Oggi la crescita c'è, ma con la crescita è arrivata anche una maggior consapevolezza dei costi reali del tanto sbandierato free access. Le bollete astronomiche non sono più sporadici episodi ma, per gli internauti più accaniti, rappresentano la norma. Ecco quindi apparire da pochi mesi a questa parte un'altra parolina magica: flat rate. Si tratta di un'espressione anglosassone che tradotta alla lettera significa “tariffa piatta”, cioè bloccata, fissa: un canone mensile oppure annuo che dovrebbe garantire l'accesso alla rete 24 ore su 24 senza più l'incubo delle tariffe a tempo. Un'offerta resa possibile dalla liberalizzazione, anche in Italia, del mercato delle telecomunicazione, ormai quasi completamente realizzata, malgrado il fatto che il tanto sospirato ultimo miglio (la tratta di cavo che connette le nostre case o i nostri uffici con le centrali pubbliche di proprietà delle varie compagnie) rimanga ancora oggi appannaggio esclusivo della Telecom (ancora per pochissimo, sembra).
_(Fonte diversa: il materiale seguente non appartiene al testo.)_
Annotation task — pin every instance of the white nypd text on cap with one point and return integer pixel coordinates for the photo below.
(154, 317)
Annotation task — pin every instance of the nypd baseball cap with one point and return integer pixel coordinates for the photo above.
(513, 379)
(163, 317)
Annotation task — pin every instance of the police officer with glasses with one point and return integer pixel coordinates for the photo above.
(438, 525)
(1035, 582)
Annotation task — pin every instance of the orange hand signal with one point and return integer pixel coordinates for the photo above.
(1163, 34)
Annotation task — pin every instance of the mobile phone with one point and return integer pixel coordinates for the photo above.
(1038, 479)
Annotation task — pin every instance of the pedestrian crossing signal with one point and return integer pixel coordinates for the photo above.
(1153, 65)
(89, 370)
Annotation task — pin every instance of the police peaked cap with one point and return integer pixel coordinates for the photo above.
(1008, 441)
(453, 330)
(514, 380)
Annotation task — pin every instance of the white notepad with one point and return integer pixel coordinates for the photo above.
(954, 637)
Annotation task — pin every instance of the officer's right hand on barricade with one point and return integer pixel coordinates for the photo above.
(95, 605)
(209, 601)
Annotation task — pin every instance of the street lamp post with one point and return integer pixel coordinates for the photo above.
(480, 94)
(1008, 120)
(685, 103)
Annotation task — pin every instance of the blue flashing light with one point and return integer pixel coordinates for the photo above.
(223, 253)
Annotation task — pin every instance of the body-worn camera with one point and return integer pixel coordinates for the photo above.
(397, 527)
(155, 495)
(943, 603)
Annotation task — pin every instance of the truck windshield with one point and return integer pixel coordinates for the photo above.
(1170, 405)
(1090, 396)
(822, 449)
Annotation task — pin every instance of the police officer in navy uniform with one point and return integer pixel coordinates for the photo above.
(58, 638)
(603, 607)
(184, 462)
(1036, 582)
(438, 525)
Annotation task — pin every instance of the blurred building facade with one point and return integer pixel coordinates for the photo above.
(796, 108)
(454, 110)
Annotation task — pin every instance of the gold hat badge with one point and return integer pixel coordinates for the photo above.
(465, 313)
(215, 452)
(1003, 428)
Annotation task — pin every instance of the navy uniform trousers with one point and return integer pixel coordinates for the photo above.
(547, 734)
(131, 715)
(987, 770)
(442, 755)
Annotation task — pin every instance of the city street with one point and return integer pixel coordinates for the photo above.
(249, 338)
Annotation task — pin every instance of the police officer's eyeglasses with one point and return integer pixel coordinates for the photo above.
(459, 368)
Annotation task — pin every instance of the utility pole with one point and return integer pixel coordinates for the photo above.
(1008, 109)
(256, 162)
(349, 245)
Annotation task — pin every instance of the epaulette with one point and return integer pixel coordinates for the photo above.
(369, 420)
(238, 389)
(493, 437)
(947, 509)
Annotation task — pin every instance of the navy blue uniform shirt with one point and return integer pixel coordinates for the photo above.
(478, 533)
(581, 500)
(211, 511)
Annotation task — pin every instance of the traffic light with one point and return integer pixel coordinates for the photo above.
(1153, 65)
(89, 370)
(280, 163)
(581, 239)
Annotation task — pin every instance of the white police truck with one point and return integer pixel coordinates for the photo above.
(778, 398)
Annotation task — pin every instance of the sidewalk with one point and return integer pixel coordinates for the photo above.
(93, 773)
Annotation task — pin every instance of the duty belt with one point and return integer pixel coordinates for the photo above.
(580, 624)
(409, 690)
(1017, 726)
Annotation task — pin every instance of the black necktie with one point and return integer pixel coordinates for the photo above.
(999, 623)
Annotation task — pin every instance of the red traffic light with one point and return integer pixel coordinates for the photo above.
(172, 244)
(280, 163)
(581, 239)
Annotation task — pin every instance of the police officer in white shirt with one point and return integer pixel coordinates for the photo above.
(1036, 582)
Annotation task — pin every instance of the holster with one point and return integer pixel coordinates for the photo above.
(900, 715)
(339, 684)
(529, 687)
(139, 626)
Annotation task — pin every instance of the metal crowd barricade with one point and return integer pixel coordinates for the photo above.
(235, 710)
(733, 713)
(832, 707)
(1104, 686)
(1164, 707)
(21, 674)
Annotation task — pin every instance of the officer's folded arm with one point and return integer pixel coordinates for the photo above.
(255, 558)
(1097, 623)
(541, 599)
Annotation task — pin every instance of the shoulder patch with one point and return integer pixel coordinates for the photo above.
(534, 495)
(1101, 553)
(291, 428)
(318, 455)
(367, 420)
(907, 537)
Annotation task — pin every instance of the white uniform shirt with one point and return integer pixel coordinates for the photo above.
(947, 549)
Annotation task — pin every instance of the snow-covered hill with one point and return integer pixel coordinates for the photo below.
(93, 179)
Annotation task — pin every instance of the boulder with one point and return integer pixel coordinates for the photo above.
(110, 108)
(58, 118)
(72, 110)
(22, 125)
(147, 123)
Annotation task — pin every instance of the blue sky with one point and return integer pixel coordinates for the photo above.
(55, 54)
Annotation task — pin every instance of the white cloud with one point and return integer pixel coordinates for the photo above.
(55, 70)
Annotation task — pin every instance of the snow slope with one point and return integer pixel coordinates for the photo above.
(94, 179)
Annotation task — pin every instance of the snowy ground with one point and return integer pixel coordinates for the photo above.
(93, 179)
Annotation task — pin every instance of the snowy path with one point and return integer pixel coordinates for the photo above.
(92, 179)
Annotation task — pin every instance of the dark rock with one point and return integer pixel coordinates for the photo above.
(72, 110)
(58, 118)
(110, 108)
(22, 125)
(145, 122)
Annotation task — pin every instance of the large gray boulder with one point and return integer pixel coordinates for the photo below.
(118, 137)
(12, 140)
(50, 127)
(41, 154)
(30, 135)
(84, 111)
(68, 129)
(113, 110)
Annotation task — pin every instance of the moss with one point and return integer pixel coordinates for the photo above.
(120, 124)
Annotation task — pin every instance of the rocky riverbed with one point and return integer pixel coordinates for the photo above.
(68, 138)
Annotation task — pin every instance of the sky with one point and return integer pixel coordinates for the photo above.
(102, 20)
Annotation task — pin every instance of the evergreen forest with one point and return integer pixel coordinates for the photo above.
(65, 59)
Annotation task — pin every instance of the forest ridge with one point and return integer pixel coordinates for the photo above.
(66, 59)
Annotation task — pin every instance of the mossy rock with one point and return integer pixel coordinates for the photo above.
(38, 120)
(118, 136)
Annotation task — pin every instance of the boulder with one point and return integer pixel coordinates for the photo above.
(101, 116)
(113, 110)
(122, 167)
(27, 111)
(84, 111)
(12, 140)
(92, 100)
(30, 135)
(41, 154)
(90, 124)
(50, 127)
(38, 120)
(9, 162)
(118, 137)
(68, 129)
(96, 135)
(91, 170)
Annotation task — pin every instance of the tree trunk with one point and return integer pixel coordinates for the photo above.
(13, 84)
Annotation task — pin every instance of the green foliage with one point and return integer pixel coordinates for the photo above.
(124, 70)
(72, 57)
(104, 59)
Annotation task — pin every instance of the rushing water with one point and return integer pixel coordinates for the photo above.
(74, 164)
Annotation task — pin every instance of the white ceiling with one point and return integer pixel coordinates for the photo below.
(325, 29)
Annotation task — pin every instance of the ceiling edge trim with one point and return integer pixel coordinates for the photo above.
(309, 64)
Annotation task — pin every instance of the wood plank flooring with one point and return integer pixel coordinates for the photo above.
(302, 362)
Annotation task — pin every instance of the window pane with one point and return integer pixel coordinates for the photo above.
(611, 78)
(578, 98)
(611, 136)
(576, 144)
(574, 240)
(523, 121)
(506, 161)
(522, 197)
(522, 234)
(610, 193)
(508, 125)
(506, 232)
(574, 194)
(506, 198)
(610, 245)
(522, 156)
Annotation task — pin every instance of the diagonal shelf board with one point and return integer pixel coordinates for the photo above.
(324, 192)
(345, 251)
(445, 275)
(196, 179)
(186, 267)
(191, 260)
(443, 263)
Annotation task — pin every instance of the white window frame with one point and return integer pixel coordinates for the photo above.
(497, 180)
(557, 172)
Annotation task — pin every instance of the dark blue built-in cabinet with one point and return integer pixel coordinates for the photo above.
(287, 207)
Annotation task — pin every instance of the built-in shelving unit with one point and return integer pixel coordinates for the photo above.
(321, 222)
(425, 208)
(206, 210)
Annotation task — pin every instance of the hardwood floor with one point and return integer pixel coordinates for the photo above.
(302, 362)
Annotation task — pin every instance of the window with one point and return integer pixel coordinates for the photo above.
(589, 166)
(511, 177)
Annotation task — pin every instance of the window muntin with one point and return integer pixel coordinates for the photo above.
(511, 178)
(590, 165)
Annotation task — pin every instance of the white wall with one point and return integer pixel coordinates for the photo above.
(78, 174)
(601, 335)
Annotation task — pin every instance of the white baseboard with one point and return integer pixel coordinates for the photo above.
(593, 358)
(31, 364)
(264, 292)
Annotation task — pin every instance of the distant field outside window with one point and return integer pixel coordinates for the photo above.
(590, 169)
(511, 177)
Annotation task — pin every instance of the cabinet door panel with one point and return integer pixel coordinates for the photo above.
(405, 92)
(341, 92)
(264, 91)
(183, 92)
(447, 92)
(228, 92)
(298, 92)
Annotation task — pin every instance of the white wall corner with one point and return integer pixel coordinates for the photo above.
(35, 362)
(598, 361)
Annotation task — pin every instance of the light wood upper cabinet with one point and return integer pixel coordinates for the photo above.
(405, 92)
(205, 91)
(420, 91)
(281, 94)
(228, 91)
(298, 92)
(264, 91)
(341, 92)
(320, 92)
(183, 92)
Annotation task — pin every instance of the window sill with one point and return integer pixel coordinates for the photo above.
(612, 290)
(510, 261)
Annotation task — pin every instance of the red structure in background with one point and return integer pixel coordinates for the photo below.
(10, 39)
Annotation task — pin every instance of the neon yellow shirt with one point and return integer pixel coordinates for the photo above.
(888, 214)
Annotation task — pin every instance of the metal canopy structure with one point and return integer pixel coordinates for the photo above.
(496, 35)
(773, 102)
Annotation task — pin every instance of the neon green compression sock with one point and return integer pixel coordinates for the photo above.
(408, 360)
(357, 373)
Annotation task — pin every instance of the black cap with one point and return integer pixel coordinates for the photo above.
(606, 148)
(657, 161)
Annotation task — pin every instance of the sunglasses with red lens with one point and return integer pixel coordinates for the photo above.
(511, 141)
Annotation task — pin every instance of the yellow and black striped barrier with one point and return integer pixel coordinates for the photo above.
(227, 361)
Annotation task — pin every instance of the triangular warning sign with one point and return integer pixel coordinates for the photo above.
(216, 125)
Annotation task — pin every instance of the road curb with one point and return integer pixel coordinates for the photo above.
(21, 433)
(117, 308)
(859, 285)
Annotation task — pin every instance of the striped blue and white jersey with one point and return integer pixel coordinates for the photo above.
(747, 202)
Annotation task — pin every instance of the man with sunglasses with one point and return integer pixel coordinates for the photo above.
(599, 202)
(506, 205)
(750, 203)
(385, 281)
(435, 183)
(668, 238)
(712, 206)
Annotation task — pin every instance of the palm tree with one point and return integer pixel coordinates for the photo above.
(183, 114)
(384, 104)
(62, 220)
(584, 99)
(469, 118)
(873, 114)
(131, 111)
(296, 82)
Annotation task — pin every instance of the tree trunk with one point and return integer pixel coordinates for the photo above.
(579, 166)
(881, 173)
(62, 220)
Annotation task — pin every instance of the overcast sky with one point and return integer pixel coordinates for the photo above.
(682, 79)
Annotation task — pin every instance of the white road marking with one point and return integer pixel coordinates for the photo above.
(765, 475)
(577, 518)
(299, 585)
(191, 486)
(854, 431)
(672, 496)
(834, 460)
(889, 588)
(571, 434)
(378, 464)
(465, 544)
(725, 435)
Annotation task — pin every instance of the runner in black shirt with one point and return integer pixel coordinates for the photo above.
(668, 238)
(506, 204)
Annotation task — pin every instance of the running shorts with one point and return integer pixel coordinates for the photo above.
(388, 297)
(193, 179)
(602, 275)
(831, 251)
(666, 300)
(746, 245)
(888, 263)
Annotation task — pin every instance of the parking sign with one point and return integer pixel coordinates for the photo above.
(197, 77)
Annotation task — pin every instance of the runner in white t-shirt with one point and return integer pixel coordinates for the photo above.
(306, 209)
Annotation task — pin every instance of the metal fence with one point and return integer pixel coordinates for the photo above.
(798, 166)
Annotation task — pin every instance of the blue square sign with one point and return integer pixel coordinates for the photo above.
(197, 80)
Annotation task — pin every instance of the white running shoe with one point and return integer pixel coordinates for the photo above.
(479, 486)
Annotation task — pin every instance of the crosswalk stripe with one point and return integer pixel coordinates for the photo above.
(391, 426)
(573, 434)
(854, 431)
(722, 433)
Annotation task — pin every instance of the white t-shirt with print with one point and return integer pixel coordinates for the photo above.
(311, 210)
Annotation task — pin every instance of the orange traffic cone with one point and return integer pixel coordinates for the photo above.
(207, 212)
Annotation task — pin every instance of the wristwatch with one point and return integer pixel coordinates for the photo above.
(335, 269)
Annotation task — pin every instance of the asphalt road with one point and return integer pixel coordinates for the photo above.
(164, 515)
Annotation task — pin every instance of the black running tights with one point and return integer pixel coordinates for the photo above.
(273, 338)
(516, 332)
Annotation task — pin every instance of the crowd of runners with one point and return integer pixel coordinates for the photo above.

Le flat rate (che negli USA sono la norma da parecchio tempo) hanno riscosso subito un notevole successo, specie tra i suddetti “internauti accaniti” che credevano di aver finalmente trovato il modo di navigare quanto volevano senza essere costretti a svenarsi a forza di scatti e bollette. Dico credevano perché, accanto a qualche utente soddisfatto, convivono parecchi sottoscrittori inferociti dalla scarsa qualità del servizio. Un numero improbo di tentativi per riuscire a connettersi, sconnessioni frequentissime, lentezza nei collegamenti, ecc.: sono solo alcune delle inefficienze denunciate. Inefficienze così numerose e frequenti che gli operatori hanno pensato bene di cominciare a offrire non più l'accesso 24 ore su 24 (che di quelle inefficienze è uno dei principali responsabili, dato l'iper-affollamento dei server che ha prodotto), ma pacchetti differenziati a seconda delle esigenze, e dei portafogli, degli utenti.

Soldi in cambio di qualità, ecco qual è il futuro (e in larga misura già il presente) degli abbonamenti per accedere alla rete.